We have just completed a less-than-easy journey through epistles that have Paul offering up guidance to Timothy and Titus that when viewed in the light of today's mores are quite reprehensible. Women submitting in church, and in the household, binding themselves to a lesser place and being relegated into silence on the fringes, rather than to inclusion in the councils of leadership is a bond that has been breaking in our society for decades now. Though true liberation for women is still on its way, remarkable progress has been made.
The same can be said of the continuing work to abolish the human institution of enslaving our neighbors, those we deem "less" who cease to be fellow humans and thus become property. Even though we have marked 150 years here in the United States since President Abraham Lincoln signed the Emancipation Proclamation, we still grapple with slavery. All around the world, and even in our own country to this day, people are bound, indentured and kept as chattel.
We can recognize just how "wrong" Paul is in the letters to Timothy and Titus. We can bridle against the images promulgated that seem to illustrate a Church wherein the subjugation of any human is seen as appropriate...certainly we would like to think of ourselves as more advanced? If we do, then we indulge in the root assumptions of self-justification that Isaiah continues to rail against. Because we struggle with altering our habits, our ways of being that lead to iniquity and foster injustice, we keep getting caught up in the temptation to observe people "out there" or "in scripture" that are less-than-righteous as "other" when in reality "they is us."
It takes a lot to knock us out of our perch in that tree. If we are going to see the world as God sees it, and ourselves as God sees us, then we face some tough transformations. Not only to we have to come to terms that the old, assuring ways are not sufficient or salutary to life in God (see a post I offered on that here Continuity and Change), we also have to be willing to live into that transformed life (another post on that concept is here The Way closing...).
In today's readings, the people of Israel and the nations are being given a road map to transformation of life from God. Don't just pay lip service to justice, and don't just play at being righteous says God...get up and be the people you were created to be, act the way you were called to act. Seize on justice, not just "out there" but also behind the closed doors of your societies, your households, your personal lives.

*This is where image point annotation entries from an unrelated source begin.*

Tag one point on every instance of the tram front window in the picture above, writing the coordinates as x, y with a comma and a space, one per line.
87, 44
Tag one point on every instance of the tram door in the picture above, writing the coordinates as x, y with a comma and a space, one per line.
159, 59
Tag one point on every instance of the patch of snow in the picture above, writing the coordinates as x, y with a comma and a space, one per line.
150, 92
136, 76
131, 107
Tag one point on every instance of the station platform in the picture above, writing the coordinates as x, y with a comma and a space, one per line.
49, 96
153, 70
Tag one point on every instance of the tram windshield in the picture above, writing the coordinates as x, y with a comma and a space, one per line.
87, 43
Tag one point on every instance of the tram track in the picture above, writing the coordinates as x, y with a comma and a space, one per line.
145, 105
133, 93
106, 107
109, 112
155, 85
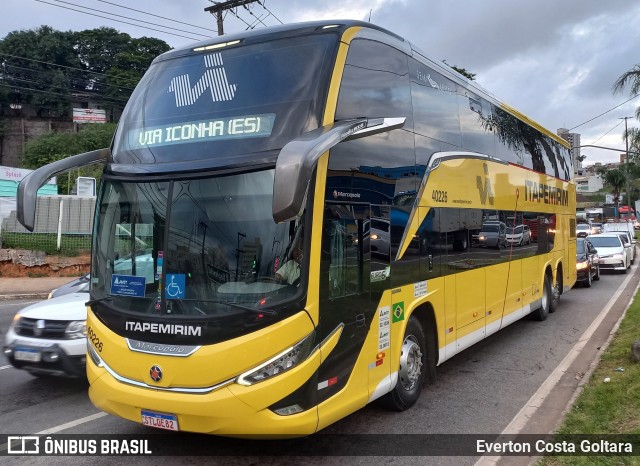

Philemon gets that invitation today. Right out there, in front of God, the Church and everybody his escaped slave, Onesimus, comes back to him bearing a letter from the Apostle that reminds him of his new life in Christ-a new life that he now shares with Onesimus. The slave is being reintroduced in community as a brother in Christ. Here is what Paul is saying in Philemon: There is no place for slavery in the Kingdom of God.
And how long has it taken us in this world to learn that truth?
That is a LOT of change for Philemon, for Onesimus and EVERYONE ELSE who reads that letter. Though it is the shortest book in the Bible, in many was it is also one of the most chalenging. Why? Because it hits us right at the place where we are reluctant to welcome God and other people into our lives. That squirrely, awkward, anxious and worrisome intersection between our inner selves (not so pretty) and the outer world (where things get DEALT with).
In Isaiah, and in Philemon...the question continues to abide: We have all this life from God; so, what are we going to do with it?